でも、このくらいでないと魔王退治のパーティーなんてやってられない。
ある意味、その空気にいちばん染まってしまった……というか染まりすぎたのがユスティナなのかもしれない。彼女は俺たちの会話をにこにこ楽しそうに聞いていたが、やがてぱっと顔を上げた。
「では、わたくしも降霊術の儀式をしてまいります! 絶対に、絶対にそれまで待っていてくださいね!!」
「お、おう」
「もし、またわたくしを置いてひとりで行ってしまわれるようなことがありましたら──その時は死界の底でも探し出して肉片一つ残さず浄化して差し上げますので、そのつもりで」
「お、……おう……」
一方的に宣言して、ユスティナはぱたぱたと街の方角に戻っていった。
その後ろ姿を俺とロビンは唖然と見送るしかなかった。
ああまで言った以上、ユスティナはやる。

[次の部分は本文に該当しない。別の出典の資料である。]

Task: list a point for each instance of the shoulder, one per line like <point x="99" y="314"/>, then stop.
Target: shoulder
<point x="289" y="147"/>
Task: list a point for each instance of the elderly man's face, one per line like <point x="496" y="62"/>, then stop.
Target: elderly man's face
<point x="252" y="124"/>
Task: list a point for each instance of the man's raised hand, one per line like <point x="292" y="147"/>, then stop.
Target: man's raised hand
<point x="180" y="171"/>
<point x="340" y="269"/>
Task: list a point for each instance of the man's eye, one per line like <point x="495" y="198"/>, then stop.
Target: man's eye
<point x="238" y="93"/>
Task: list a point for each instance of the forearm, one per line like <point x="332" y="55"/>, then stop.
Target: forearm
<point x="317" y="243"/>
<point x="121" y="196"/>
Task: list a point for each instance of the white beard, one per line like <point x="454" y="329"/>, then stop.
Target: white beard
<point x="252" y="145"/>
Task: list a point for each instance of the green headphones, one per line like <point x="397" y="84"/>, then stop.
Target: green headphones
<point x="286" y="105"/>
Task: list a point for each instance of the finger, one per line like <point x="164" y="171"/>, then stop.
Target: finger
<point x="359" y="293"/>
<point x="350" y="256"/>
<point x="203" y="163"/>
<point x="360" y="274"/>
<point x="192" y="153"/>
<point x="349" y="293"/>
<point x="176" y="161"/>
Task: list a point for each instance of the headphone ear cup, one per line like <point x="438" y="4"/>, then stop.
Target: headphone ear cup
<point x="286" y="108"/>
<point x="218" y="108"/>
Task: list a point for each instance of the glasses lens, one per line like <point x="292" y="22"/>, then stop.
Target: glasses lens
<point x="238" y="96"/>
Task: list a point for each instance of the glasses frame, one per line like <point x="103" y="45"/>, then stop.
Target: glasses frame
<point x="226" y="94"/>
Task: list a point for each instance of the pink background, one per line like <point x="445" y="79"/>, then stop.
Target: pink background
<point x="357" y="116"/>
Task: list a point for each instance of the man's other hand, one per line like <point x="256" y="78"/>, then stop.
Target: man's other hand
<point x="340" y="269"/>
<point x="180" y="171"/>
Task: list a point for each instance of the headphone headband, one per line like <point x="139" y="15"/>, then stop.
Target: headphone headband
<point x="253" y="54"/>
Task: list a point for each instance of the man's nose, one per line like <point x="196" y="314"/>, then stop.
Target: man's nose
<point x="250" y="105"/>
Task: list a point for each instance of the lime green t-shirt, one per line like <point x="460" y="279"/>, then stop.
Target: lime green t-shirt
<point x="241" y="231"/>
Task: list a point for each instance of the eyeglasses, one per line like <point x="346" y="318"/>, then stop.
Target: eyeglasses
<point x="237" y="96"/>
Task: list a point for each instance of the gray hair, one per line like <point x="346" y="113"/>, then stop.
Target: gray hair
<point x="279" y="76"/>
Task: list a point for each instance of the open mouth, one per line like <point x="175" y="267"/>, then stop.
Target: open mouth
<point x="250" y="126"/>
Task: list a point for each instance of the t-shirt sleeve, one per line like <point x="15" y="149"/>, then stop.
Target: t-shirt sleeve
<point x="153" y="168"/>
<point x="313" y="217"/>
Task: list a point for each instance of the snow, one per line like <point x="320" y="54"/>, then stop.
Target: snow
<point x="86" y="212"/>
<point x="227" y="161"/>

絶対にやる。
「もう……止められないな……」
「わはは。お前ひとり良いカッコして去ろうなんて、そうはいかねえぞ」
「……参ったなあ」
俺はがりがりと頭を掻いた。
「そういやロビン、お前はこれからどうするんだ?」
「俺は故郷に戻る。王都に行っても褒美の代わりに面倒が山ほど降ってくるに決まってるしな、そういうのは性に合わねえ。他の奴らも似た感じだ」
「……そうか」
「『ケルナの水』はいくらでも仕送りしてやる。……だから手紙寄越せよ、宛先不明じゃどうしようもねえからな」
「……ああ。ありがとう」
今日は礼を言ってばかりだな、俺。
でも、こいつらがいなければ俺は魔王退治なんてできなかった。いや死んでゾンビになったけど。
だから。
「お前とお前の子孫が困ってる時にも連絡をくれ。この〝魔王退治の勇者〟が何に代えても助けると約束する。ま、ゾンビだけど」
「ゾンビだけどな」
俺とロビンは顔を見合わせて笑った。
*****
数日後、魔王城の瓦礫の上でささやかな祝宴をして、世に名高い『魔王退治の勇者パーティー』は解散。
そして俺はゾンビとなったユスティナを連れて旅立った。